Enforcing elevated privilege control (that is, ensuring users have only the amount of access, rights, and privileges to get their job done, and no more) seems like a commonsense thing, but it’s amazing how many enterprise networks simply ignore this, and a disgruntled employee with administrator rights on his machine can certainly do more damage than one with just plain user rights. Securing dumpsters and practicing good physical security should help protect against an insider who wants to come back after hours and snoop around. And background checks on employees, although by no means a silver bullet in this situation, can certainly help to ensure you’rehiring the right people in the first place (in many companies a background check is a requirement of law). Other steps include, but are not limited to, the following:

• Monitoring user network behavior

• Monitoring user computer behavior

• Disabling remote access

• Disabling removable drive use on all systems (USB drives and so on)

• Shredding all discarded paperwork

• Conducting user education and training programs

26. The IP address 132.58.90.55/20 is given for a machine your team is to test. Which of the following represents an address within the same subnet?

A. 132.58.88.254

B. 132.58.96.20

C. 132.58.254.90

D. 132.58.55.90

A. Truth being told here, you will not see many subnetting questions on your exam. As a matter of fact, many of you won’t have to do any math on your exam at all.
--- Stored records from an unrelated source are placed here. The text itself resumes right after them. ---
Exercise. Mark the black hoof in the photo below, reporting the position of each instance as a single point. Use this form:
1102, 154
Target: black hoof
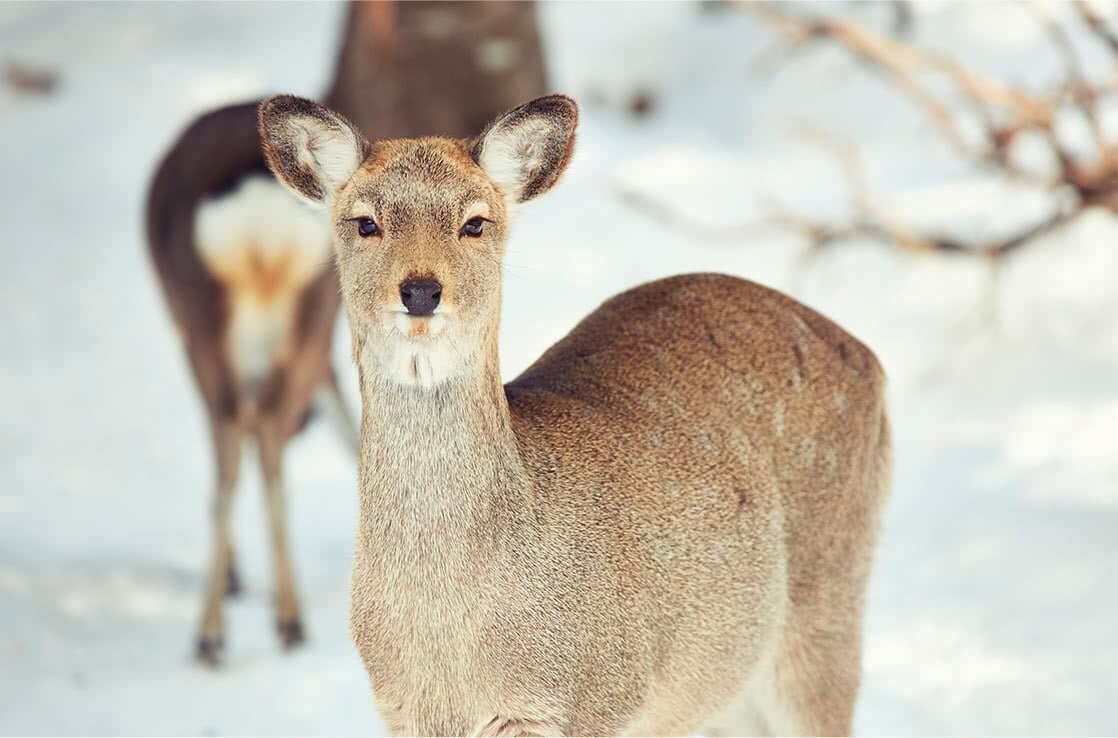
231, 583
210, 650
291, 633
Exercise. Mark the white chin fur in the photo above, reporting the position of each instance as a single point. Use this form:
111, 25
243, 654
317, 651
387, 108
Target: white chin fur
417, 360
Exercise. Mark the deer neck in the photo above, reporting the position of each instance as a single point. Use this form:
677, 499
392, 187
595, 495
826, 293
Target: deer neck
438, 455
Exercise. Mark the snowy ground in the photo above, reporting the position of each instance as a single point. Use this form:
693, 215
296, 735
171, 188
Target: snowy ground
993, 605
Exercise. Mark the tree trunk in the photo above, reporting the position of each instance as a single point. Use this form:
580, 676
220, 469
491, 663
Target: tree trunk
436, 68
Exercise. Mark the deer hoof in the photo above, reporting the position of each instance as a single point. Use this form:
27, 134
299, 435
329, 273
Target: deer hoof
291, 633
210, 650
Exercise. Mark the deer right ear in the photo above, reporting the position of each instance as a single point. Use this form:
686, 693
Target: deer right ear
312, 150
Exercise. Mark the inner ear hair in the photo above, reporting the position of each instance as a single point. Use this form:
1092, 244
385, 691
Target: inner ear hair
527, 150
309, 148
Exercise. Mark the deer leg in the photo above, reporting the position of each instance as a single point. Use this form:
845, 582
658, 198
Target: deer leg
289, 622
227, 436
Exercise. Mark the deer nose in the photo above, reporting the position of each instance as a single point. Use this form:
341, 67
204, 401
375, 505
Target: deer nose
420, 296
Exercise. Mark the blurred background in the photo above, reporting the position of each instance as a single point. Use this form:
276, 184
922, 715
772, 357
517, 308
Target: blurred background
939, 178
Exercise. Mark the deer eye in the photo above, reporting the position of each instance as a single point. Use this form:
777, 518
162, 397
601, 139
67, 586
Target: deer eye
473, 227
367, 227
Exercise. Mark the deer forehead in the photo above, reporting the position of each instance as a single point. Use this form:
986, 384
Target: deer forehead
420, 178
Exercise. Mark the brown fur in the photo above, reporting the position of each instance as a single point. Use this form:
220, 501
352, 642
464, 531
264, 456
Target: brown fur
665, 523
210, 158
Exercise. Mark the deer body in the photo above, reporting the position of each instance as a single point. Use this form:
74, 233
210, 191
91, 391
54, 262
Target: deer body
247, 272
665, 523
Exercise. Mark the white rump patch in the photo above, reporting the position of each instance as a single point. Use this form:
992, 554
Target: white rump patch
264, 245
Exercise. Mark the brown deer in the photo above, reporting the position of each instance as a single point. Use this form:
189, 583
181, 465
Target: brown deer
665, 523
248, 271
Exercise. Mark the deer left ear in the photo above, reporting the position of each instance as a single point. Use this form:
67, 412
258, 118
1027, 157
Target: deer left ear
526, 151
312, 150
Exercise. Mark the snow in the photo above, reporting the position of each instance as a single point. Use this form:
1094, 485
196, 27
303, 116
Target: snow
992, 608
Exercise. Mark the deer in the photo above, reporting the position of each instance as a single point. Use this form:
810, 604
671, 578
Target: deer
665, 523
248, 272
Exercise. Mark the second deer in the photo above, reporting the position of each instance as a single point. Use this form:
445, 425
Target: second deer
664, 524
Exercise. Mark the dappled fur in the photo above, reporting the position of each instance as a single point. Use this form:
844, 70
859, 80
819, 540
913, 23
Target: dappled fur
665, 523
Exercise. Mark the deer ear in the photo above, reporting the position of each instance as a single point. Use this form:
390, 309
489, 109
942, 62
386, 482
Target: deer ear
312, 150
527, 150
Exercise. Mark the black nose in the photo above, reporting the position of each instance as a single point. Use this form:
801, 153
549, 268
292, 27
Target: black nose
420, 296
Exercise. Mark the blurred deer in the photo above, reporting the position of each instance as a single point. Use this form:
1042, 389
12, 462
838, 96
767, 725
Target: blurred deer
664, 524
247, 270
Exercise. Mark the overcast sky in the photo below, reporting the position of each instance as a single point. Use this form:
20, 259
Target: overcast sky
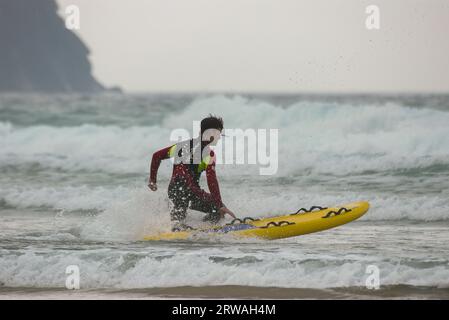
267, 45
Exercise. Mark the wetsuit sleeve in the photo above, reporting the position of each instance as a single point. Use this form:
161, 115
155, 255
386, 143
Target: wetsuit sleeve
212, 183
158, 156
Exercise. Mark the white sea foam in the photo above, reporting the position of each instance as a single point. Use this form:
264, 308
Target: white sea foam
203, 267
320, 137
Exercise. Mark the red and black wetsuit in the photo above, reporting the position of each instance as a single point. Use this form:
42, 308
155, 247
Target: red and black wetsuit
184, 190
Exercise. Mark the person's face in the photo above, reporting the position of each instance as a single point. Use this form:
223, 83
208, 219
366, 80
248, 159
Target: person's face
211, 136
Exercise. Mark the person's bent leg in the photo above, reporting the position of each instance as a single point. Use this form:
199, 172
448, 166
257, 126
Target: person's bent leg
212, 216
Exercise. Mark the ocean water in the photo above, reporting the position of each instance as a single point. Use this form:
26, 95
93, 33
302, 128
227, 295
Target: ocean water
73, 192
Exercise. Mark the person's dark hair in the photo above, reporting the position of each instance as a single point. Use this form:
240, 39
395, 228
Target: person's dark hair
211, 122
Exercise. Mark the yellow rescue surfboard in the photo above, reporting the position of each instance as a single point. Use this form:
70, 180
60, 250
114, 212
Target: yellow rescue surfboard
291, 225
But some of you will see it, and all of you had better know it before entering the workplace. Subnetting can be a gigantic pain, but once you’re used to seeing it, the process gets easier and easier. There are hundreds of different tips and tricks to make it all easier and quicker for you, but the best and most foolproof way to handle it is to break it all down to bits and do some good old math.
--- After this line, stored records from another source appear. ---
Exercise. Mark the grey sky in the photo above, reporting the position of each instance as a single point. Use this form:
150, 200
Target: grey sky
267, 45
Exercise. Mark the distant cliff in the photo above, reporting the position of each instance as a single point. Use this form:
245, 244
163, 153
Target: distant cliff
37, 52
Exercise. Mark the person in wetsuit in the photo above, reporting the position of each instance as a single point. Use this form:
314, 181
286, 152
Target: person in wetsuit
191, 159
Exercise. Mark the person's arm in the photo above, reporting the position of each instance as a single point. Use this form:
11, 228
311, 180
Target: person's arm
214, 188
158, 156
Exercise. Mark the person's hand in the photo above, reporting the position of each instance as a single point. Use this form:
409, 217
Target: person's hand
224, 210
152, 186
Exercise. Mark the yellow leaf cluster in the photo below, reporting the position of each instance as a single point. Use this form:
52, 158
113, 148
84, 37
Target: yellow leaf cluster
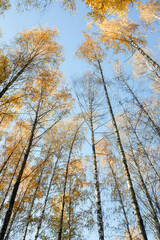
99, 8
149, 12
118, 34
90, 49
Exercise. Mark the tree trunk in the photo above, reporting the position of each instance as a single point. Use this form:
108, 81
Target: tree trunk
140, 143
135, 205
156, 128
17, 183
13, 80
7, 191
145, 55
153, 211
32, 204
65, 184
45, 201
16, 211
121, 201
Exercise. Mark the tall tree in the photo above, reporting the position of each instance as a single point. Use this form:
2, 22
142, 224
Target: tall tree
88, 94
95, 58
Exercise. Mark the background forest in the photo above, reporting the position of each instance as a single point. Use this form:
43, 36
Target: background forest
79, 120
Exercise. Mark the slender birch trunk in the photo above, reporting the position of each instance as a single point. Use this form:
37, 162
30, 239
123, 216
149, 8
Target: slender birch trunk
121, 200
140, 143
153, 211
16, 211
65, 184
45, 201
7, 191
7, 159
32, 204
96, 183
13, 80
96, 180
145, 55
17, 183
156, 128
135, 205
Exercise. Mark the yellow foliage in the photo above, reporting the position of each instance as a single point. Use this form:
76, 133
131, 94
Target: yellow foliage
119, 34
149, 12
90, 49
99, 8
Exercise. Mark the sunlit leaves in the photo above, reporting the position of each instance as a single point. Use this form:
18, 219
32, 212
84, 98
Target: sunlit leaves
119, 34
150, 12
90, 49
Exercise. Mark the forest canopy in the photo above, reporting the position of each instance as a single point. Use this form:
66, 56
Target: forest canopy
80, 148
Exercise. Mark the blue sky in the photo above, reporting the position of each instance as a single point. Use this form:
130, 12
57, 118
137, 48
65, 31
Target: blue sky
70, 36
70, 31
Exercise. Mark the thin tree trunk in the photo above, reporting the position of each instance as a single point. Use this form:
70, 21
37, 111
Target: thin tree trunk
7, 191
121, 201
96, 183
139, 141
16, 211
135, 205
69, 221
17, 183
6, 161
156, 128
32, 204
13, 80
145, 55
65, 184
45, 201
153, 211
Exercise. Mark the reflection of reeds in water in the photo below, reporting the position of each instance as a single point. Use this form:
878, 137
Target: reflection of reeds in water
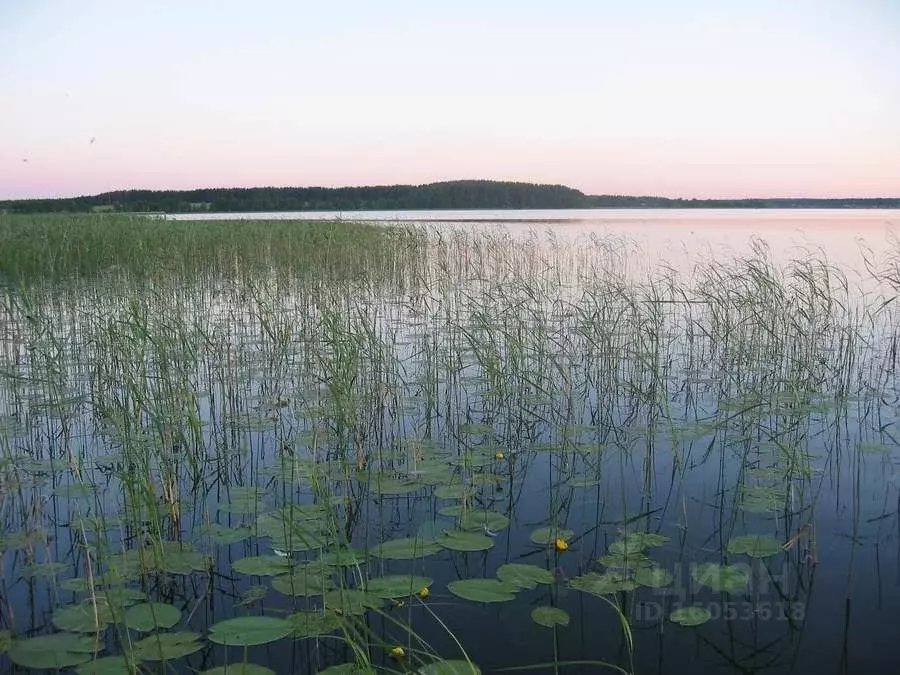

In this case, the subnet is /20, meaning the first 20 bits of the address belong to the network, and the remaining 12 bits constitute hosts in that network. If you break down the address from decimal to binary, 132.58.90.55 equates to the following:

10000100.00111010.01011010.00110111

The first 20 bits of this equate to 10000100.00111010.0101xxxx.xxxxxxxx (where x represents a host bit), and breaking this down to decimal shows us that everything from 132.58.80.1 through 132.58.95.254 would be a valid host within this subnet.

B, C, and D are all incorrect because they do not fit the subnet. When looking at the third octet of each address in bits, you can clearly see none matches the static four-bit set in the subnet mask. The first four bits of 96, 254, and 55 do not match the static four-bit set for the subnet: The first four bits of the octet for 96 (0110), 254 (1111), and 55 (0011) do not match the first four bits of 0101.